Jaden n'a pas l'air d'être ravi d'être ici. Je sens son agacement à travers ses bouchées fermes et sèches. Je bois une gorgée de mon coca, avant de briser ce silence oppressant.

—Qui est ton pote ?

—Ne poses pas de questions, Moon. S'il te plaît.

—Ok...Alors c'est quoi la suite ? On va faire quoi ici ?

—Je dois m'absenter ce soir, mais je serais là ce weekend.

Je croque un bout de mon sandwich, en fixant le magnifique platane qui brille sous le soleil hivernal.

—Tu sais que je dois retourner bosser lundi ? je lance d'une petite voix.

—Ouais moi aussi.

—Donc...ici...c'est provisoire...Je veux dire, on ne fait que repousser le problème...?

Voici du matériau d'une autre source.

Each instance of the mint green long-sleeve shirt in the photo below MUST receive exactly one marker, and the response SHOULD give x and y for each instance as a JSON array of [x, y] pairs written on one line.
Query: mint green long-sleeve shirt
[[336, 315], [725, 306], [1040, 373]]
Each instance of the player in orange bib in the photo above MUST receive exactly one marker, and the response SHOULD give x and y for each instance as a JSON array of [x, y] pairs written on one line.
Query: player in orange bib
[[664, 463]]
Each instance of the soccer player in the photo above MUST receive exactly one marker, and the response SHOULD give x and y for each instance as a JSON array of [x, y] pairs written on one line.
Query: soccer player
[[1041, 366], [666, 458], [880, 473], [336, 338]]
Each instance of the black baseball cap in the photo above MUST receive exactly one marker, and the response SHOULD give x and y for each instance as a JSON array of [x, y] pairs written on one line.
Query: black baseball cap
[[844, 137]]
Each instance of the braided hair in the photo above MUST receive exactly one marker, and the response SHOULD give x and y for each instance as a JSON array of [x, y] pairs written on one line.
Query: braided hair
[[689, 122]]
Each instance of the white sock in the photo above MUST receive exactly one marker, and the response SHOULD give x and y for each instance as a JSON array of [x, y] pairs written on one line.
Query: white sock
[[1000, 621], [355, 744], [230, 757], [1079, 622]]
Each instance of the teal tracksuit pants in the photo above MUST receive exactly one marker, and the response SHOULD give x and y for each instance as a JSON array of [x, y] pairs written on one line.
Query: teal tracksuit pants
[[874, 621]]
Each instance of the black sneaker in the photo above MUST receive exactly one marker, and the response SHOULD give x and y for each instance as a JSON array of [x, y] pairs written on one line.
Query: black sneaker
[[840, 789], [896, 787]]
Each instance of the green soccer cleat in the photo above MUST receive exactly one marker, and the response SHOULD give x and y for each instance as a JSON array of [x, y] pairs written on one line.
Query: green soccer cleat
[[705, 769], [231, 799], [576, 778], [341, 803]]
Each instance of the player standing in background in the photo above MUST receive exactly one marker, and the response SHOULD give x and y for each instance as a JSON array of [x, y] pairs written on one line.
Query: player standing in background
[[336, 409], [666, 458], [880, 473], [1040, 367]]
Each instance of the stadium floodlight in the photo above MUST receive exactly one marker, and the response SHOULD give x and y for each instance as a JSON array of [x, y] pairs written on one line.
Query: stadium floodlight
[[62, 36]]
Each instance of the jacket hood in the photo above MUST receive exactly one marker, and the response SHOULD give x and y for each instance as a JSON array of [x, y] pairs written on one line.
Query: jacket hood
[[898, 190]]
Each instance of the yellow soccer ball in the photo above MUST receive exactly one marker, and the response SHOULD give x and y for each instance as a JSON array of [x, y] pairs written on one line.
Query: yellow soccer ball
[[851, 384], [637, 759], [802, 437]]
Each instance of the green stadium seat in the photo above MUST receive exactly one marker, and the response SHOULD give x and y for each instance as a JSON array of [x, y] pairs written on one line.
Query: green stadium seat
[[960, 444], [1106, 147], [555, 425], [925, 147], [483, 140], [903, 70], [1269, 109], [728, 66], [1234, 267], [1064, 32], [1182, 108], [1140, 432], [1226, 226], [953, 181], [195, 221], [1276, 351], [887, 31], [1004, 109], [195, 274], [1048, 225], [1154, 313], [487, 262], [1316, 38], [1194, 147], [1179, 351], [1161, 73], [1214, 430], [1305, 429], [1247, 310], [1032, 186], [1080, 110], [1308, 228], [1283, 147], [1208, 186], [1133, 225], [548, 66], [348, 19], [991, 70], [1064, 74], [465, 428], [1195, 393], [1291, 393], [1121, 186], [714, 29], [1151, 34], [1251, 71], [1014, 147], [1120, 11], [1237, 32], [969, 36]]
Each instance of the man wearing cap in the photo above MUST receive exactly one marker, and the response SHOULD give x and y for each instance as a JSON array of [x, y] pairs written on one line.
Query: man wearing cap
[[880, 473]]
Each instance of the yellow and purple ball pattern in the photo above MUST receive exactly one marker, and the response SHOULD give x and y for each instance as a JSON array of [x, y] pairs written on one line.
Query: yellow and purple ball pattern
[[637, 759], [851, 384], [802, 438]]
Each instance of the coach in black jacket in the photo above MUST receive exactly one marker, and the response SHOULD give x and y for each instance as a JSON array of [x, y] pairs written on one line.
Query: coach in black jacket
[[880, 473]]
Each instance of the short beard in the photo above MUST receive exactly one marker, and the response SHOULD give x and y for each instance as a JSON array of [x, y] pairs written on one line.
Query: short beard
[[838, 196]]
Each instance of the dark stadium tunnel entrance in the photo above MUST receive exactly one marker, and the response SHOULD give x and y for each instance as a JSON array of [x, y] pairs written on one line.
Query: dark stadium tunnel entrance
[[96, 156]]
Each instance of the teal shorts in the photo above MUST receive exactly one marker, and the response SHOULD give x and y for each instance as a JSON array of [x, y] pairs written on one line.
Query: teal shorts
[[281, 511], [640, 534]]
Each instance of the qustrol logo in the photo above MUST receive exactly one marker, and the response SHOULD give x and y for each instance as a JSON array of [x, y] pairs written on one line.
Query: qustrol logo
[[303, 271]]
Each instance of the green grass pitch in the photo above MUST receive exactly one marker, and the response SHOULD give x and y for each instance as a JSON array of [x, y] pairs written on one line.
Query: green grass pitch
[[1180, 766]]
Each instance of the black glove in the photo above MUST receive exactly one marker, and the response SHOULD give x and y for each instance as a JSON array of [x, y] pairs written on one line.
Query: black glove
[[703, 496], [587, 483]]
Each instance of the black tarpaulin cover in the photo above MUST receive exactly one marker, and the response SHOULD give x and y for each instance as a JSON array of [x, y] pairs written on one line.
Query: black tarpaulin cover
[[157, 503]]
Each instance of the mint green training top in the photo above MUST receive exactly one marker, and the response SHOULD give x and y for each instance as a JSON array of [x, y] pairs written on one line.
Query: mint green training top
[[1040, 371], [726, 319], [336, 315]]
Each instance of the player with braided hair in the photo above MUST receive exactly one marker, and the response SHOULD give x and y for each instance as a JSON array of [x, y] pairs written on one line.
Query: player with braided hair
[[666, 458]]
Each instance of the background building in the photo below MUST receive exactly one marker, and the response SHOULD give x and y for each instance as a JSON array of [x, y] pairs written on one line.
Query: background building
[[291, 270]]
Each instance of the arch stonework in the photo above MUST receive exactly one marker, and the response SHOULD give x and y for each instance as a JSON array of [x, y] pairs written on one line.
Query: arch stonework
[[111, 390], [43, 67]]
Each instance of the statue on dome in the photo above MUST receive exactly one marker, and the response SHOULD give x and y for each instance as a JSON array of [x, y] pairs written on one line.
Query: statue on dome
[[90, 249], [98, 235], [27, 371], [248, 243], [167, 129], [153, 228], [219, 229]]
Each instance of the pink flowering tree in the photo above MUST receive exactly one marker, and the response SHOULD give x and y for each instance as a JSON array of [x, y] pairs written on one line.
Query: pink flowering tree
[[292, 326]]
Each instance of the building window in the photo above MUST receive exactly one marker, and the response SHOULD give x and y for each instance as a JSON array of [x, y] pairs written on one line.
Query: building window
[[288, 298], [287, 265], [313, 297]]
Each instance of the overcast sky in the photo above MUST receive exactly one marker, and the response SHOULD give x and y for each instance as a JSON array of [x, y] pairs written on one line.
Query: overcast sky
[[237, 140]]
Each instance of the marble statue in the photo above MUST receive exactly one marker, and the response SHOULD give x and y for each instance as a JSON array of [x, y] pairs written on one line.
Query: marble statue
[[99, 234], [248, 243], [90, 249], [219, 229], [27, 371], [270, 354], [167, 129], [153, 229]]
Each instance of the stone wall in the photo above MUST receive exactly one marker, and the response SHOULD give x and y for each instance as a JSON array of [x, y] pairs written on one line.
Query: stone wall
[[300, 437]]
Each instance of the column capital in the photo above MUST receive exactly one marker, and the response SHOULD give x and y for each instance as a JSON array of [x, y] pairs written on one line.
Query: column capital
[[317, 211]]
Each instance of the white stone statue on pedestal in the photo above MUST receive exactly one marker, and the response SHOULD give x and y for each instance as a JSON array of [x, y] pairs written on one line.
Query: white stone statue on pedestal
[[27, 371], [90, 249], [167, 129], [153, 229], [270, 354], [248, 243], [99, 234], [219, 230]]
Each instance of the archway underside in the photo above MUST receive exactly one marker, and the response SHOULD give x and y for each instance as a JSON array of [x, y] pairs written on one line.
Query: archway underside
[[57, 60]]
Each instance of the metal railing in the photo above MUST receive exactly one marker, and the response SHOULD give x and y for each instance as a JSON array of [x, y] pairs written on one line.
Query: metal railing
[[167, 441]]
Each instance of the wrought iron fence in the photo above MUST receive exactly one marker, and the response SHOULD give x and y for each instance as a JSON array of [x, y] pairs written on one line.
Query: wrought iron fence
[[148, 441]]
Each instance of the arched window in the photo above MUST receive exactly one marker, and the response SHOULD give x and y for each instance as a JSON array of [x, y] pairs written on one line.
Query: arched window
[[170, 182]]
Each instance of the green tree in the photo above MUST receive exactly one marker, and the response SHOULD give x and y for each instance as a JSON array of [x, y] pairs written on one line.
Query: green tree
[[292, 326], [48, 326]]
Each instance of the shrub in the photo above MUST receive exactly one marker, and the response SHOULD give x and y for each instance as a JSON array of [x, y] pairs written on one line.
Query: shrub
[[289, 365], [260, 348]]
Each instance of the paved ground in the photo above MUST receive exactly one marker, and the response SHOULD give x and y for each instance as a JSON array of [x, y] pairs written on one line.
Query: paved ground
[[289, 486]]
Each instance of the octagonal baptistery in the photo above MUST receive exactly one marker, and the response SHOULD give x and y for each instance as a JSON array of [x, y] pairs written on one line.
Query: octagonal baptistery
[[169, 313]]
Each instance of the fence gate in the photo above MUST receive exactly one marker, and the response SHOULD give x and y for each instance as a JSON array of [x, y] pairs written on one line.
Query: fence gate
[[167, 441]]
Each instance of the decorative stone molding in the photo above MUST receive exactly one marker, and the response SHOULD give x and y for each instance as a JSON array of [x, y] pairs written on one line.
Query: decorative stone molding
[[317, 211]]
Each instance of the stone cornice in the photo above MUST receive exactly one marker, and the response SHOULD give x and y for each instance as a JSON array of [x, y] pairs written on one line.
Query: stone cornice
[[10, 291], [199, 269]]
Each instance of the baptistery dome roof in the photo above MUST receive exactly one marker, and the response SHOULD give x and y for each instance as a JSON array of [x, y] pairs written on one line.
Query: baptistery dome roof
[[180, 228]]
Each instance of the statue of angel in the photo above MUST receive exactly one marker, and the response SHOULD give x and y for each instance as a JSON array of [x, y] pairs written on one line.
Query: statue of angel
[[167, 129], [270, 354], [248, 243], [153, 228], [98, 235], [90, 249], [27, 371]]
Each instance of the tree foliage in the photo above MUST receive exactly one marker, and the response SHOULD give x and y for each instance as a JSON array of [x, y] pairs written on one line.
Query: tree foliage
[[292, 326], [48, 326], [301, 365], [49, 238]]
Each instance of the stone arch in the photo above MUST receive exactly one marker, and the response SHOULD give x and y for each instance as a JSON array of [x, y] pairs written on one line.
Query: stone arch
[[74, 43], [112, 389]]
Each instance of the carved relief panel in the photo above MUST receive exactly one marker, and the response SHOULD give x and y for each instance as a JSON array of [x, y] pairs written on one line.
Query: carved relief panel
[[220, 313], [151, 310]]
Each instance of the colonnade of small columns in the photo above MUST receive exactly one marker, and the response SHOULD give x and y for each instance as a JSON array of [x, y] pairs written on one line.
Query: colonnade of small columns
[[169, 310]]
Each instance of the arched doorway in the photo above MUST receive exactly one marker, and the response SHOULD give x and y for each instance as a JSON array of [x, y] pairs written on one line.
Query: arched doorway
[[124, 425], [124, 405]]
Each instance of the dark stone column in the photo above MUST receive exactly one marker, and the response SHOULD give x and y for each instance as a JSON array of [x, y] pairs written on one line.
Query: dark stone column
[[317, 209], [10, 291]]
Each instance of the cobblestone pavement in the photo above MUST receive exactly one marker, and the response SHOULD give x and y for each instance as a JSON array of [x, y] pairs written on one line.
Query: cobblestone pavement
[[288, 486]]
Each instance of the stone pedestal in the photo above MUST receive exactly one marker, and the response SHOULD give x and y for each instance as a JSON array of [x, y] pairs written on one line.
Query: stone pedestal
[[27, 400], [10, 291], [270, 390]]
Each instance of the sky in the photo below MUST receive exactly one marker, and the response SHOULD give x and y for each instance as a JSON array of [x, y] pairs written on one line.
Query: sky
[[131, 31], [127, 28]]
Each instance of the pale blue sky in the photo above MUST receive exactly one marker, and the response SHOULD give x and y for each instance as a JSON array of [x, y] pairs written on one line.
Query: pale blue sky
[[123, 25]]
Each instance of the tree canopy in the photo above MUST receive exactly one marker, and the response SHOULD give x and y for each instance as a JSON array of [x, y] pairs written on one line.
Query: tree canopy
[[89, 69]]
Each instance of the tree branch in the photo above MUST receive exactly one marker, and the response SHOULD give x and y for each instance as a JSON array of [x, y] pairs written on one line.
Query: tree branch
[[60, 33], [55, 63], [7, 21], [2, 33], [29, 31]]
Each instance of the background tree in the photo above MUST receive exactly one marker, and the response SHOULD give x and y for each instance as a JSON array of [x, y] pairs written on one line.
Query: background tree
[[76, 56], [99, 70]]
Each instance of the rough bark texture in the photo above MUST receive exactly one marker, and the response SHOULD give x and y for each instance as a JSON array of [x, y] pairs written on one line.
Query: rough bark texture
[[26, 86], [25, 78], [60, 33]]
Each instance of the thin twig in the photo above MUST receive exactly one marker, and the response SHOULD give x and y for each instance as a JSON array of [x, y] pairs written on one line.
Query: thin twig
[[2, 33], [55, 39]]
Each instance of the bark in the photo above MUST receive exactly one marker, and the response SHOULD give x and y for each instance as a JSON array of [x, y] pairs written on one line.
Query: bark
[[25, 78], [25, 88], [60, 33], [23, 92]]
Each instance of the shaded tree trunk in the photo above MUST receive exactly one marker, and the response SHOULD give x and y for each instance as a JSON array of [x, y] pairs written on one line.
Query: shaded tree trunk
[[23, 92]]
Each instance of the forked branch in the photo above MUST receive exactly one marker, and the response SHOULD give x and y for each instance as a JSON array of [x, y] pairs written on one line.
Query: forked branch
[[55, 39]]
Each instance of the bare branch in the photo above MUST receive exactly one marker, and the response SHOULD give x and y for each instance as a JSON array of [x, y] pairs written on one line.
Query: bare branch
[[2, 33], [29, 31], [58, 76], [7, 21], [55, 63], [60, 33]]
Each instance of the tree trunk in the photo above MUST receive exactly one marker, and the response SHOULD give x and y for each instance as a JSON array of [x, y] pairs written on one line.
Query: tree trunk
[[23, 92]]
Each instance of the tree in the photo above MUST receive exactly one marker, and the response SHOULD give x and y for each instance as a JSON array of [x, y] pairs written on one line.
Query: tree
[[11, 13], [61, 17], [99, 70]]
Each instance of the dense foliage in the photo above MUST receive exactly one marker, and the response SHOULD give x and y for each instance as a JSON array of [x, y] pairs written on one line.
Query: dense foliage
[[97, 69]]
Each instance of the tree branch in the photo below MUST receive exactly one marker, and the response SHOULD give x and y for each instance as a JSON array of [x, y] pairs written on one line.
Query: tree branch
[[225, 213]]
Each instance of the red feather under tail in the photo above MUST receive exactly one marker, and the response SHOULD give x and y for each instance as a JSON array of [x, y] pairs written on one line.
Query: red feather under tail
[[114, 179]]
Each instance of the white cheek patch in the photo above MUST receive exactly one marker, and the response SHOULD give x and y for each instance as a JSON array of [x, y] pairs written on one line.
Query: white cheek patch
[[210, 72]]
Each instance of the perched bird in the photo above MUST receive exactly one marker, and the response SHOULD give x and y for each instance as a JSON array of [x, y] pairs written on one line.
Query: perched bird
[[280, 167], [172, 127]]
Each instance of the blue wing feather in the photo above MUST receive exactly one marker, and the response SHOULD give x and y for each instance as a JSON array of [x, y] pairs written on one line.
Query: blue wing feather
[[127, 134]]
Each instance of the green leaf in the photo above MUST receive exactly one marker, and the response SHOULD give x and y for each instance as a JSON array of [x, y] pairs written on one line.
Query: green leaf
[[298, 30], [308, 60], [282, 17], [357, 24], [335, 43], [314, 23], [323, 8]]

Il finit de manger son kebab, et se lève brusquement du banc.

—On va se trouver des fringues, et ce dont on a besoin pour le weekend.

Une fois ma canette vide, je me redresse pour le rejoindre le coeur troublé.
Cette distance froide qu'il met entre nous depuis qu'on est arrivé me perturbe.
S'il tient vraiment à moi, pourquoi il ne me le montre plus ?
Pourtant j'évite de lui poser des questions, et me contente de le suivre dans un centre commercial.

On s'arrête d'abord dans un magasin de vêtements dans lequel je choisis un jean, un jogging noir, une chemise marron crème trop belle et un sweat gris basique, pendant que Jad se prend un jean avec un polo bleu foncé.
On se rend ensuite dans un supermarché, pour acheter les nécessaires de toilettes.
Mais au detour d'un rayon de pâtes, quelqu'un interpelle Jaden.

Un homme d'une cinquantaine d'années aux cheveux grisonnants et avec des yeux bleus très pâles, portant un costard noir. Il nous fixe avec deux autres hommes plus petits que lui.

—Hey mais qui voilà ?

Alors qu'ils se serrent la main, Jad parait plus stressé qu'avant.

—Tu me la présente ? lui fait l'homme aux yeux translucides.

Sans m'adresser un regard, Jad répond :

—Ma cousine.

L'homme lache un éclat de rire.

—Encore une ? Mais t'as combien de cousines, batard ?

Batard ?
Merde, ce gars est aussi louche que son coloc asiatique.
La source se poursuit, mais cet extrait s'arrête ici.